- Japanese theatrical release poster
- Directed by: Kengo Furusawa
- Written by: Yasuo Tanami Ryōzō Kasahara
- Produced by: Sanezumi Fujimoto Shin Watanabe
- Starring: Hajime Hana; Kei Tani; Hitoshi Ueki; Hiroshi Inuzuka; Etaro Ishibashi; Senri Sakurai; Shin Yasuda; Reiko Dan; Andrew Hughes;
- Cinematography: Tadashi Iimura Fukuzo Koizumi
- Edited by: Yoshitami Kuroiwa
- Music by: Kenjiro Hirose
- Production company: Toho
- Distributed by: Toho
- Release date: 31 October 1965 (Japan);
- Running time: 107 minutes
- Country: Japan
- Languages: Japanese German
- Box office: ¥420,000,000 (equivalent to ¥1,766,641,053 in 2019)

= The Crazy Adventure =

1965 film by Kengo Furusawa

The Crazy Adventure (大冒険, Daibōken) is a 1965 Japanese comedy action film directed by Kengo Furusawa, with special effects by Eiji Tsuburaya.
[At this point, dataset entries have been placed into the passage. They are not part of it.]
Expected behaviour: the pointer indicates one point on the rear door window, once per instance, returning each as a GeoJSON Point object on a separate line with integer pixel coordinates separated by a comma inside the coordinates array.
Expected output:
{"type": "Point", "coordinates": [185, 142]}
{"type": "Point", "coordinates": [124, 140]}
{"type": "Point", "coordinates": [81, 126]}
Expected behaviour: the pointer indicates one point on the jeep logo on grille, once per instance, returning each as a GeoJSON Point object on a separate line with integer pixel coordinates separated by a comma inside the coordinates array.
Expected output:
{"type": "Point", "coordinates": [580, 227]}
It is the fifth film in the Crazy Cats film series produced from 1963 to 1971 and was produced to commemorate the 10th anniversary of the formation of the Crazy Cats group.

The Crazy Adventure was released theatrically in Japan on October 31, 1965. It received a theatrical release in the United States on December 21, 1966 under the title Don't Call Me a Con Man and was re-released on June 1, 1993 under the title Don't Cal Me a Crime Man.

== Release ==
The Crazy Adventure was released in Japan on October 31, 1965 where it was distributed by Toho. and received a theatrical release in the United States on December 21, 1966 as Don't Call Me a Con Man and was re-released on June 1, 1993 as Don't Cal Me a Crime Man.